Psicóloga esclarece os efeitos nos
indivíduos e explica como a família pode colaborar no tratamento do vício em
apostas
Nos últimos anos, as apostas online cresceram consideravelmente no Brasil e isso tem preocupado especialistas sobre os impactos sociais e psicológicos dessa prática. Um relatório da XP Investimentos aponta que o setor já movimenta o equivalente a 1% do Produto Interno Bruto (PIB) nacional e compromete cerca de 20% do orçamento disponível das famílias mais pobres. Além disso, estimativas do Banco Central (BC) demonstram que, apenas em agosto de 2024, cinco milhões de beneficiários do Bolsa Família enviaram R$ 3 bilhões às plataformas de apostas por meio do Pix, valor que pode ser ainda maior, já que não foram contabilizados pagamentos realizados com cartões de débito e crédito.
Para a professora de Psicologia do Centro Universitário Facens, Beatriz Silvério da Rocha Paiva, o vício em apostas é prejudicial não apenas do ponto de vista econômico, mas também comportamental. Segundo ela, o excesso dessa prática pode trazer prejuízos na rotina de trabalho, na funcionalidade do indivíduo e nas relações sociais. A especialista comenta, inclusive, que o ciclo de perdas e ganhos pode impactar a confiança e o estado emocional dos jogadores.

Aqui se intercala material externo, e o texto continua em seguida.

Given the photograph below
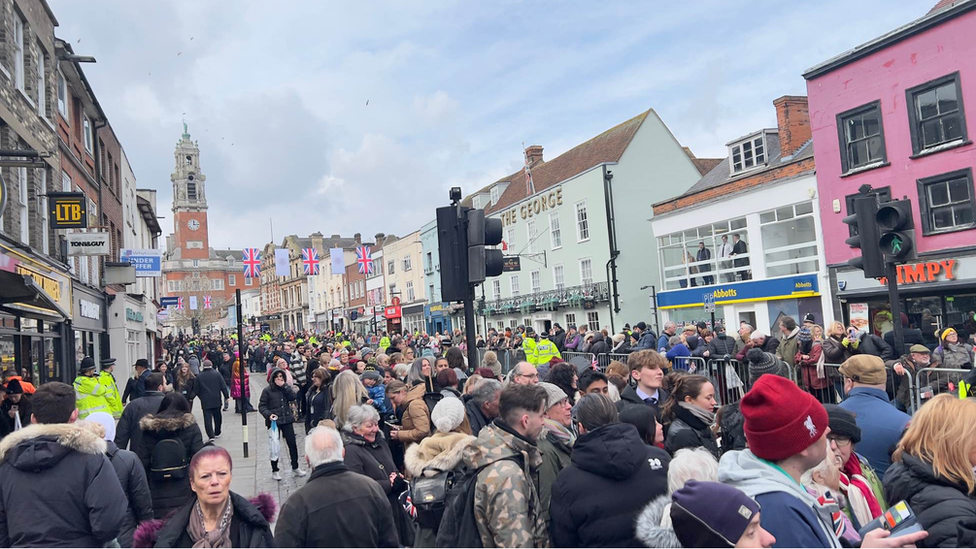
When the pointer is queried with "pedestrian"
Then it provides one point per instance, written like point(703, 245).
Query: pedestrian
point(214, 516)
point(210, 387)
point(689, 415)
point(131, 474)
point(275, 406)
point(881, 424)
point(185, 383)
point(367, 453)
point(698, 522)
point(506, 504)
point(129, 434)
point(613, 476)
point(57, 487)
point(329, 511)
point(170, 438)
point(933, 469)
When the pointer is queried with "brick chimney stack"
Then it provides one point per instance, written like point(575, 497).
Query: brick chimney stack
point(534, 153)
point(793, 119)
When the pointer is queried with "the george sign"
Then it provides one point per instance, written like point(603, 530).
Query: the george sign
point(87, 243)
point(68, 210)
point(512, 264)
point(148, 263)
point(741, 292)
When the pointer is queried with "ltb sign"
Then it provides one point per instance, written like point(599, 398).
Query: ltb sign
point(68, 210)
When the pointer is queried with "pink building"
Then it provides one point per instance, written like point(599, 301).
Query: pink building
point(891, 114)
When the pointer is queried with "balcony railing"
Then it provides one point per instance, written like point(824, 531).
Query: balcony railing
point(549, 300)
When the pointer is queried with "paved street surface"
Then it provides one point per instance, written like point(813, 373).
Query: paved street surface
point(252, 475)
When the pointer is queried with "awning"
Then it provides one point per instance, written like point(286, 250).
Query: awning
point(25, 295)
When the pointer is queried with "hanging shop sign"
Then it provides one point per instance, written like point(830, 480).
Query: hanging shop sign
point(87, 244)
point(68, 210)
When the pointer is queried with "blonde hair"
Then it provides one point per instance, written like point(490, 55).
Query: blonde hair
point(942, 434)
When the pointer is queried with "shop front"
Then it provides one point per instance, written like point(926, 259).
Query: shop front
point(35, 305)
point(760, 303)
point(936, 293)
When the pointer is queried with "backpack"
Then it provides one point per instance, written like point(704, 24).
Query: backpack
point(168, 460)
point(458, 527)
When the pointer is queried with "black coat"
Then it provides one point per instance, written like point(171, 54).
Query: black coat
point(248, 527)
point(58, 489)
point(597, 499)
point(374, 460)
point(168, 495)
point(128, 433)
point(939, 503)
point(132, 477)
point(209, 386)
point(329, 511)
point(687, 431)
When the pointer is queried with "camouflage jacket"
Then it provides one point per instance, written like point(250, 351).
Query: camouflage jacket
point(506, 503)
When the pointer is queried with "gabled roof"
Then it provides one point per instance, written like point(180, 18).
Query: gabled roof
point(609, 146)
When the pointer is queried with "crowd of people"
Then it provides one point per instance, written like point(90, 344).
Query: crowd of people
point(408, 445)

“Dentro da Psicologia Comportamental, existe um conceito chamado
‘reforço intermitente’, que ocorre quando somos recompensados por algo que às
vezes dá certo e outras vezes não, desenvolvendo um repertório de
‘persistência’ que é necessário no trabalho e nas relações amorosas, por
exemplo”, diz Beatriz, que acrescenta que “esse esquema mantém a pessoa
persistente mesmo após perdas, na expectativa de um futuro ganho”.
Relações familiares, tratamentos e prevenção
De acordo com a psicóloga, o vício em apostas online também afeta as relações familiares, o que estremece os laços de confiança. Isso porque na maioria dos casos, a família só percebe o problema quando os prejuízos financeiros e emocionais já estão consolidados, o que pode agravar ou reativar conflitos preexistentes. Para lidar com a situação, ela recomenda que “os familiares ofereçam apoio não só financeiro, mas principalmente emocional, assegurando que o indivíduo tenha acesso à ajuda profissional”.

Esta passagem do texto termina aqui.